When it's the season for meadowsweet, I love putting some of the flowers in milky and creamy desserts like rice pudding and panna cotta. You just need to let the milk or cream simmer with its flowers for a little bit for the scent to be absorbed, then go ahead with the regular recipe.

ysmina
Post 2

I think that meadowsweet should be used in skin care products if it is not used already, because salicylic acid is what is used in cleansers and lotions for problem skin. It helps clear up and prevent acne. I've been using products with salicylic acid for years. There is even something called an aspirin mask that people with acne sometimes make at home and use.
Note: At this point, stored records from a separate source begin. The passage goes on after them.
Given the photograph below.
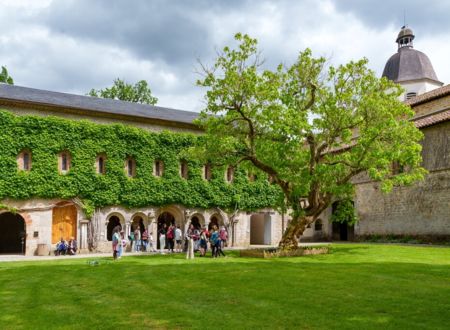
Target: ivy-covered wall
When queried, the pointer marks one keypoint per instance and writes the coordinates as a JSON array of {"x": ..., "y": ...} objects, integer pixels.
[{"x": 45, "y": 137}]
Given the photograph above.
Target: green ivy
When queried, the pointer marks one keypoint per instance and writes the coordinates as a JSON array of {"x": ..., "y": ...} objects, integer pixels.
[{"x": 45, "y": 137}]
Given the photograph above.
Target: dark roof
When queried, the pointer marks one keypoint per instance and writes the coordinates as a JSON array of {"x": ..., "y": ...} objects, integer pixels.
[
  {"x": 409, "y": 64},
  {"x": 429, "y": 96},
  {"x": 432, "y": 119},
  {"x": 109, "y": 107},
  {"x": 404, "y": 32}
]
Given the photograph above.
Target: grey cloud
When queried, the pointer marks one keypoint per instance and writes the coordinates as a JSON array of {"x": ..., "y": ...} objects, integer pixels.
[
  {"x": 426, "y": 17},
  {"x": 171, "y": 31}
]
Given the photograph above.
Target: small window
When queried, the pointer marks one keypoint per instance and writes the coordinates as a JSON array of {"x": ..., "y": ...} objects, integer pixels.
[
  {"x": 207, "y": 172},
  {"x": 158, "y": 168},
  {"x": 101, "y": 164},
  {"x": 230, "y": 174},
  {"x": 318, "y": 225},
  {"x": 24, "y": 161},
  {"x": 397, "y": 168},
  {"x": 410, "y": 95},
  {"x": 130, "y": 167},
  {"x": 184, "y": 170},
  {"x": 64, "y": 162}
]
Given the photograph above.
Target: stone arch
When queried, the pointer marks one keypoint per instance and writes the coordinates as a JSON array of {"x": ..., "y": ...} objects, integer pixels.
[
  {"x": 260, "y": 229},
  {"x": 176, "y": 212},
  {"x": 64, "y": 221},
  {"x": 139, "y": 219},
  {"x": 197, "y": 219},
  {"x": 216, "y": 219},
  {"x": 13, "y": 233},
  {"x": 113, "y": 220}
]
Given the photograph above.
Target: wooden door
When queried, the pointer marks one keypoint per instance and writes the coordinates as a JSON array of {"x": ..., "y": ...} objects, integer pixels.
[{"x": 64, "y": 223}]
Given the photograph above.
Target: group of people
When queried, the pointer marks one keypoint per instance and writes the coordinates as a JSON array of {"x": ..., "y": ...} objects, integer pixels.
[
  {"x": 171, "y": 239},
  {"x": 66, "y": 248},
  {"x": 199, "y": 239}
]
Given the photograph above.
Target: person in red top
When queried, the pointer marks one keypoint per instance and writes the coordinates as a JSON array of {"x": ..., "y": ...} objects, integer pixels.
[{"x": 223, "y": 234}]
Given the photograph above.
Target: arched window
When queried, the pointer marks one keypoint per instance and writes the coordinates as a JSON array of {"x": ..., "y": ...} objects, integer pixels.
[
  {"x": 64, "y": 162},
  {"x": 207, "y": 172},
  {"x": 158, "y": 168},
  {"x": 24, "y": 160},
  {"x": 100, "y": 164},
  {"x": 318, "y": 225},
  {"x": 183, "y": 170},
  {"x": 230, "y": 174},
  {"x": 130, "y": 167}
]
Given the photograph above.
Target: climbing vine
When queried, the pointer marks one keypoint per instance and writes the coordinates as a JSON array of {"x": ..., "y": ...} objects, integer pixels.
[{"x": 45, "y": 137}]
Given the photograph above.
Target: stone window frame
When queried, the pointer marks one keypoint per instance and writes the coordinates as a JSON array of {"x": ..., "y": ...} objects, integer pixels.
[
  {"x": 100, "y": 164},
  {"x": 184, "y": 170},
  {"x": 22, "y": 164},
  {"x": 229, "y": 174},
  {"x": 130, "y": 167},
  {"x": 318, "y": 225},
  {"x": 158, "y": 168},
  {"x": 207, "y": 172},
  {"x": 64, "y": 162}
]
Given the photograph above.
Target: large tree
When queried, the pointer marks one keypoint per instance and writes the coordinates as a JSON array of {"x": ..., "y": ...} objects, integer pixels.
[
  {"x": 5, "y": 77},
  {"x": 310, "y": 127},
  {"x": 120, "y": 90}
]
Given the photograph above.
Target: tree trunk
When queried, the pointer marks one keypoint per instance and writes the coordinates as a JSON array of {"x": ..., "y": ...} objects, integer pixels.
[{"x": 295, "y": 229}]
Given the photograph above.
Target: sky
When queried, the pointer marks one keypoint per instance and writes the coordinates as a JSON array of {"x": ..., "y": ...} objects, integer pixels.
[{"x": 74, "y": 45}]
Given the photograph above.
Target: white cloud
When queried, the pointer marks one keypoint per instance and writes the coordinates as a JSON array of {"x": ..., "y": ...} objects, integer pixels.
[{"x": 48, "y": 58}]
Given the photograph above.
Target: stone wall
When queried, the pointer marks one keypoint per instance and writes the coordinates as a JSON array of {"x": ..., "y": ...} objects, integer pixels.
[
  {"x": 421, "y": 209},
  {"x": 138, "y": 122}
]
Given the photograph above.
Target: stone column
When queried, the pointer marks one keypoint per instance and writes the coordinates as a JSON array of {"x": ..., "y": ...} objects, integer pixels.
[{"x": 83, "y": 243}]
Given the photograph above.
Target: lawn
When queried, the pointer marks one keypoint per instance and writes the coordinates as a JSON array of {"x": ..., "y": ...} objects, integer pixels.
[{"x": 357, "y": 286}]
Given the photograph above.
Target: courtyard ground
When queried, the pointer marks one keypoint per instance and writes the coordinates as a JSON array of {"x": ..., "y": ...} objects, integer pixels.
[{"x": 357, "y": 286}]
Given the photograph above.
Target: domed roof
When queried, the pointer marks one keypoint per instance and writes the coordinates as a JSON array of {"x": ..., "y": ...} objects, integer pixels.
[
  {"x": 409, "y": 64},
  {"x": 404, "y": 32}
]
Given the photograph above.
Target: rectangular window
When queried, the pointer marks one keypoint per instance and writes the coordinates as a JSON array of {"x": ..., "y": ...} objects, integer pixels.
[
  {"x": 64, "y": 162},
  {"x": 26, "y": 161},
  {"x": 184, "y": 170}
]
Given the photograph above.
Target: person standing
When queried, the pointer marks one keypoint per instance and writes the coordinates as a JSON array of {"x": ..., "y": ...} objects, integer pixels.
[
  {"x": 170, "y": 236},
  {"x": 72, "y": 247},
  {"x": 223, "y": 234},
  {"x": 144, "y": 239},
  {"x": 215, "y": 241},
  {"x": 115, "y": 242},
  {"x": 189, "y": 237},
  {"x": 178, "y": 238},
  {"x": 137, "y": 238},
  {"x": 162, "y": 238},
  {"x": 150, "y": 242}
]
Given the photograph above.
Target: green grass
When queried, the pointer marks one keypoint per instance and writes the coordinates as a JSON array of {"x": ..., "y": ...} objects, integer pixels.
[{"x": 357, "y": 286}]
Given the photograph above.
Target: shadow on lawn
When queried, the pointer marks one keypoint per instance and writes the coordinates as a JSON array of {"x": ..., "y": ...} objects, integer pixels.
[{"x": 171, "y": 292}]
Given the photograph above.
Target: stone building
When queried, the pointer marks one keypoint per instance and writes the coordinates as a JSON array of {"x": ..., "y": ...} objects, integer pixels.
[
  {"x": 34, "y": 225},
  {"x": 422, "y": 209}
]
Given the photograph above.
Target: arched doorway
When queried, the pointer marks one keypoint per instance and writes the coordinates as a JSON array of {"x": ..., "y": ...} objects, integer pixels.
[
  {"x": 341, "y": 231},
  {"x": 138, "y": 221},
  {"x": 260, "y": 229},
  {"x": 113, "y": 222},
  {"x": 12, "y": 233},
  {"x": 196, "y": 222},
  {"x": 64, "y": 222},
  {"x": 215, "y": 220},
  {"x": 165, "y": 218}
]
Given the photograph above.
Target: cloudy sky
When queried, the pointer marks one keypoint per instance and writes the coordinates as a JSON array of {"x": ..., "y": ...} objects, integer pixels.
[{"x": 75, "y": 45}]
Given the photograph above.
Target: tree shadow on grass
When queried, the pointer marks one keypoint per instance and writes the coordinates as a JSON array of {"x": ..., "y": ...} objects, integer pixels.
[{"x": 171, "y": 292}]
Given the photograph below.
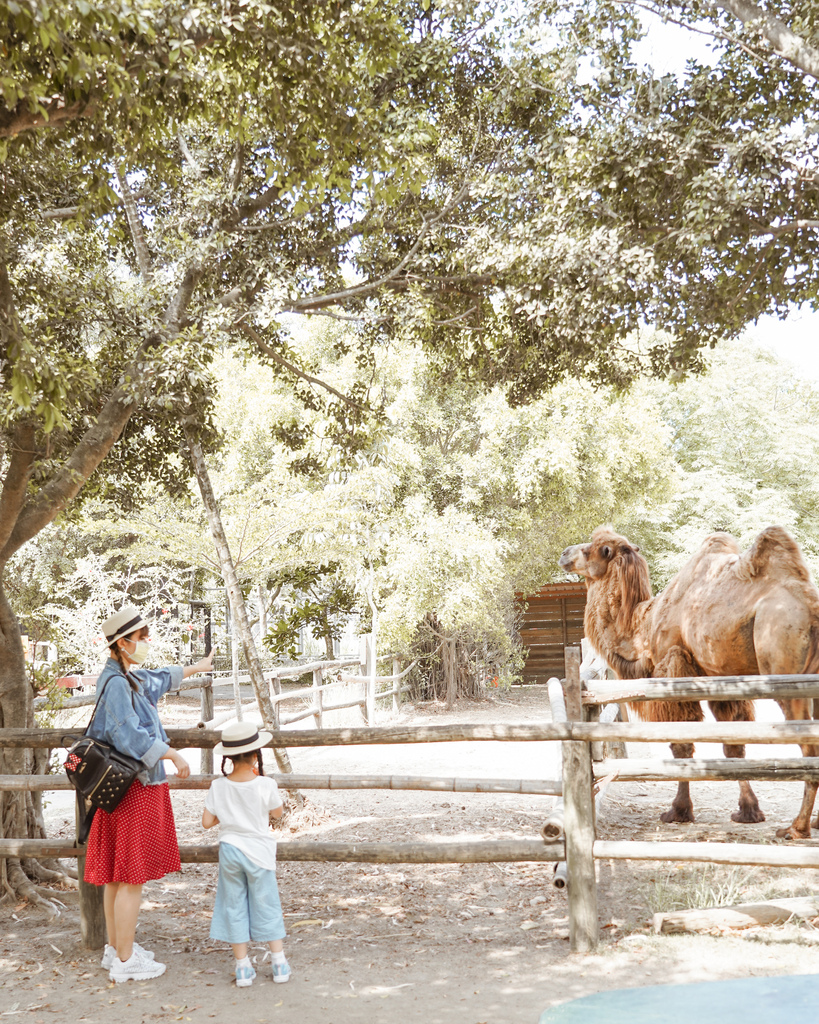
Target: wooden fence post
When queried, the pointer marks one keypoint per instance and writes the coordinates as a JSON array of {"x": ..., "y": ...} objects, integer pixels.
[
  {"x": 396, "y": 686},
  {"x": 92, "y": 918},
  {"x": 371, "y": 682},
  {"x": 207, "y": 713},
  {"x": 317, "y": 695},
  {"x": 578, "y": 821}
]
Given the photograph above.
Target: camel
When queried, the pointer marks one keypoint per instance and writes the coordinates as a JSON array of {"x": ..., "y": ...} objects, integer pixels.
[{"x": 725, "y": 613}]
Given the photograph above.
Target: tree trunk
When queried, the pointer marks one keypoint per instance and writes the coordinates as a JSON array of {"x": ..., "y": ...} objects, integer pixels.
[
  {"x": 18, "y": 814},
  {"x": 450, "y": 671},
  {"x": 236, "y": 600}
]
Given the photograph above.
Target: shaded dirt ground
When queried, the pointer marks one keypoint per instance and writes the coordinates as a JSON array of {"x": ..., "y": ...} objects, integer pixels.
[{"x": 438, "y": 944}]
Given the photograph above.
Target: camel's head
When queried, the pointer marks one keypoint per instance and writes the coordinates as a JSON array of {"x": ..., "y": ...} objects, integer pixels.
[{"x": 593, "y": 560}]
I wonder if I can buy meadowsweet in liquid form, dilute it with water and use it on my skin? It should do the same thing as the products I buy from the store and the aspirin mask, right?

candyquilt
Post 1

I always keep the liquid extract of meadowsweet at home. I feel that it's a little safer to use than aspirin as it doesn't have the same side effects that aspirin does. I have a sensitive stomach for example, and I am not able to take much aspirin because it gives me heartburn.

Meadowsweet, on the other hand, can actually be used to treat stomach acidity. So I can take that as a pain reliever for headaches if I need to. My dad lives with us and he has arthritis which he sometimes takes meadowsweet for. I give a little meadowsweet to my kids if they have diarrhea. I think that this is the best multi-purpose medicine that moms should have at home.